En dehors de la ville, des inquiétudes subsistent quant à l’aspect pratique des voitures à batterie dans les zones régionales, en raison de la médiocrité des infrastructures.
Selon les résultats, le ratio de 0,37 : 1 de kilowatts de capacité de recharge publique par véhicule électrique à Victoria est nettement inférieur à la référence internationale de 1 : 1.
Cependant, les habitants des villes et des villages régionaux ayant un accès facile aux bornes de recharge publiques font état de mauvaises expériences, citant la lenteur de la maintenance, les services de cartographie et les exigences de paiement compliquées. Le rapport indique que l’infrastructure de recharge des véhicules électriques « n’est pas installée assez rapidement ».
De nombreuses critiques ont été adressées au gouvernement de Victoria pour ses manquements dans sa politique à l’égard des véhicules électriques et de l’industrie qui la soutient.


Comparée à la Nouvelle-Galles du Sud – qui a des objectifs de couverture de recharge publique plus clairs pour les zones urbaines et rurales – Victoria ne dispose pas d’une stratégie dédiée équivalente pour améliorer son réseau de recharge de véhicules électriques.
“Il n’y a pas de compréhension définitive de la capacité de recharge publique installée à Victoria à ce jour en raison du manque de données centralisées sur les chargeurs de moins de 25 kilowatts”, indique le rapport, recommandant au gouvernement de l’État de travailler avec les autorités pour développer une base de données montrant l’emplacement, la disponibilité et le calendrier des chargeurs au public.
Cependant, la commission a déclaré n’avoir reçu aucune soumission du ministère des Transports et de la Planification ou d’autres départements concernés, bien que les voitures électriques soient « à l’intersection des politiques de transport et d’énergie ».
Des représentants des départements du gouvernement de Victoria ont également été invités à l’audience, mais ne se sont pas présentés, ce qui a eu un impact sur la capacité de l’enquête à évaluer la politique de l’État en matière de véhicules électriques.

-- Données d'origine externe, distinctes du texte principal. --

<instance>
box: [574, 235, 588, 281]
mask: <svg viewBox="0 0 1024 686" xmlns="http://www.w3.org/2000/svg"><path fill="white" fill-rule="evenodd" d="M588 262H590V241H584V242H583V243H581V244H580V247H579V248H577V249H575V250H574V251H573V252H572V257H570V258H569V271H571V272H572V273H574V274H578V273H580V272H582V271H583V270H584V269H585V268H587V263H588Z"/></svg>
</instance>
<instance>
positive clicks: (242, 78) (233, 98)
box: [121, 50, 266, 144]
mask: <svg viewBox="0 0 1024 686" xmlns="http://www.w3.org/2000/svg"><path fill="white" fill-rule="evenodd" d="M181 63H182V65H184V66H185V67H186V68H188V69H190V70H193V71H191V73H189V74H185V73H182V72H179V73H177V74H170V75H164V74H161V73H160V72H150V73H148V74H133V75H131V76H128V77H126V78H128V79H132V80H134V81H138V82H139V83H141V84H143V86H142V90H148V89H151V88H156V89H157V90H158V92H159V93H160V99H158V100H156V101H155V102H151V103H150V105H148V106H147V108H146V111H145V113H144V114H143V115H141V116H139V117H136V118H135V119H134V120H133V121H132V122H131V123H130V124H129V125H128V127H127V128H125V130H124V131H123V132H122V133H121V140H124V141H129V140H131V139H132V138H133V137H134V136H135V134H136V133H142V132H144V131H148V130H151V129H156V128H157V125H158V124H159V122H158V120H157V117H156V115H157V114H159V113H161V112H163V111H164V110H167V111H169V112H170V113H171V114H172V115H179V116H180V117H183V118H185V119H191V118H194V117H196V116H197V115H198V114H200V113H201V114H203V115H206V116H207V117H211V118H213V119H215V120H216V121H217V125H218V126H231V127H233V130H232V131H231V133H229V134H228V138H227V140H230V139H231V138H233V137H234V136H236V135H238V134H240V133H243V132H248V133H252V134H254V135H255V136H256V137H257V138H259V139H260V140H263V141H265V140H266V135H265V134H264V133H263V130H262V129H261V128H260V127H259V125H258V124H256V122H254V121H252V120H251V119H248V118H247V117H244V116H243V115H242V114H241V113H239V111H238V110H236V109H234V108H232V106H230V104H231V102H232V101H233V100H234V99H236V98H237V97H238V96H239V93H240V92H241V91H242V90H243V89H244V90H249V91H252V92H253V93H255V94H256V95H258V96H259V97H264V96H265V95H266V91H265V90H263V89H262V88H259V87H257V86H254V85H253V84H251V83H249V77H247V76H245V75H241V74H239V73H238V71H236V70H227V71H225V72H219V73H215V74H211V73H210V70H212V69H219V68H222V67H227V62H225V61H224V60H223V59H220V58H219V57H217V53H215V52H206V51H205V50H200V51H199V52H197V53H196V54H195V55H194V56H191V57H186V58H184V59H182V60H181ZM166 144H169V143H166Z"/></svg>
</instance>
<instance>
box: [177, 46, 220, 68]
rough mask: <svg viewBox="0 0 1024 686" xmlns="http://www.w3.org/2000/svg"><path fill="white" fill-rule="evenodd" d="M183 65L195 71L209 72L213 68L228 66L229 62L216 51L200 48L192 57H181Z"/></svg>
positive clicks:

Même si l’absence de politique et de stratégie de la part des plus hauts niveaux de gouvernement a été identifiée comme l’une des principales raisons du retard des véhicules électriques à Victoria, les recherches indiquent que les secteurs de l’automobile et de l’énergie font partie d’un problème plus vaste.
Plus précisément, le remplacement des stations-service par des chargeurs rapides – et le recours excessif à ces derniers – signifient une pression accrue sur le réseau électrique, que les consommateurs devront éventuellement payer grâce à des mises à niveau. Les systèmes de recharge en bordure de rue appartenant aux fournisseurs d’énergie ont également été mis en avant, soulevant des problèmes de concurrence et appelant à des pouvoirs accrus pour le médiateur compétent.
Les concessionnaires de voitures neuves sont également pointés du doigt, avec des appels à une meilleure éducation sur la manière dont les propriétaires facturent les véhicules électriques pour profiter au réseau et économiser de l’argent.


Le rapport révèle qu’il existe des lacunes importantes dans le cadre réglementaire concernant la gestion du recyclage et la manipulation des batteries de véhicules électriques en fin de vie, avec environ 1 000 tonnes de matériaux exportés à l’étranger chaque année.
Cependant, les conclusions et recommandations n’ont été adoptées qu’après que le président du comité a voté en faveur du matériel, à la suite d’un vote par 4 contre 4 entre les membres.